Exploring the Boundaries of LLMs in LP Trading
We let five leading large language models independently design and execute LP strategies on PancakeSwap on the real BSC chain, with the same initial capital, tool access, public market data, and a unified prompt. We observe which model can achieve the highest profit within a limited period.
Introduction
Large language models are reshaping many industries. Their strong capabilities in text processing, logical reasoning, and pattern recognition are already being applied to financial customer service, report generation, and quantitative investment research. They can quickly process massive information, capture market sentiment, and even assist in building complex trading strategies. However, most evaluations of LLMs still rely on static benchmarks. These tests are good at measuring "knowledge reserves" and "single-shot reasoning," but they struggle to assess stability and adaptability in long-horizon, high-risk, dynamic decision-making in the real world. Models can answer "what is," but whether they can continuously "do the right thing" and bear consequences remains unknown. Therefore, we chose liquidity providing (LP) as the "ultimate exam" to test real decision-making. LP is not just simple asset exchange; it requires delicate trade-offs among price volatility, transaction costs, and potential impermanent loss. This makes it an ideal environment for testing long-horizon autonomous decision-making. The core question of the Farmore project is direct and challenging: In a setting with almost no human intervention, can today’s LLMs act as qualified systematic LP agents and achieve stable profitability?

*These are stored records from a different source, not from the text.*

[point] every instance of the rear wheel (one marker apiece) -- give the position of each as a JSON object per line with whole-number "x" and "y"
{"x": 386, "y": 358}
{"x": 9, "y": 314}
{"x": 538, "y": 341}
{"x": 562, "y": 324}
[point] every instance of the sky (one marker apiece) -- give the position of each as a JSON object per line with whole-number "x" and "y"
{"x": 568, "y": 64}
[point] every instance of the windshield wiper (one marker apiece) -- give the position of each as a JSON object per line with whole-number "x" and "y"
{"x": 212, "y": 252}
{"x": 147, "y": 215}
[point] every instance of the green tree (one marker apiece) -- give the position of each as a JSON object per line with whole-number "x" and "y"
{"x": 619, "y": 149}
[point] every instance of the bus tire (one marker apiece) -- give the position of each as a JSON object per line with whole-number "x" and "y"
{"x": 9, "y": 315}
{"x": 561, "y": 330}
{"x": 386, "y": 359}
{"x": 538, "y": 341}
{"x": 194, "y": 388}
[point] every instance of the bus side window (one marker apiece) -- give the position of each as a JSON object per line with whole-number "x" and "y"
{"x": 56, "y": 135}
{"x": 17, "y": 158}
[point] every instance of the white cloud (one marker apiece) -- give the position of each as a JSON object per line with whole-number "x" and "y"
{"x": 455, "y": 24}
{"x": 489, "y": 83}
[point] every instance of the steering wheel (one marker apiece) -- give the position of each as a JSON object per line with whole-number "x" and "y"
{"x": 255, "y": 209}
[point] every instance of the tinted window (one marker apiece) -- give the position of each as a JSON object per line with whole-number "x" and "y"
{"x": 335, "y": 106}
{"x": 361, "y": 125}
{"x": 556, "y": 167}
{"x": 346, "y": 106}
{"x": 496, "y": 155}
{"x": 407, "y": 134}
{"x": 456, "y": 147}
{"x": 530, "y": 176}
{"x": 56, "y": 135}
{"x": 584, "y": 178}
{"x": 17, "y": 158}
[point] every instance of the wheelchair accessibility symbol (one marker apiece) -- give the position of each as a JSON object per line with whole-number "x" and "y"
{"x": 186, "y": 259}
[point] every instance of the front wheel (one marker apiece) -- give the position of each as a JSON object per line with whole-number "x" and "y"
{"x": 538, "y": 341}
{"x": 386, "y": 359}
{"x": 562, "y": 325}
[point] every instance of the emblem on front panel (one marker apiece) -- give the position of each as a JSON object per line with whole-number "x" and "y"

Why Choose Real Funds and On-Chain Environments
Simulation cannot reproduce the core challenges of real trading. The success of an LP strategy often depends on the subtle interplay among transaction costs, slippage, network latency, and expected returns. Only in a real on-chain environment must models pay real gas fees for every operation, absorb price volatility, and face the risk of liquidity ranges becoming invalid. More importantly, the on-chain environment provides unparalleled transparency and verifiability. All transaction records, position adjustments, and final PnL are publicly accessible, ensuring the credibility and seriousness of comparisons between models.
How We Designed Phase One
Phase One aims to create a fair, transparent, and highly controllable experimental environment. We placed five leading models under identical market conditions, rules, and prompt templates, with a single goal: maximize LP returns (including fee income and changes in position value). We deliberately excluded narrative inputs such as news or social media sentiment, providing only structured numerical data. This includes price and volume data, volatility indicators, on-chain liquidity distribution, and each model’s own account status. The purpose is to force models to rely solely on time-series data understanding to infer market structure, identify risk patterns, and make decisions.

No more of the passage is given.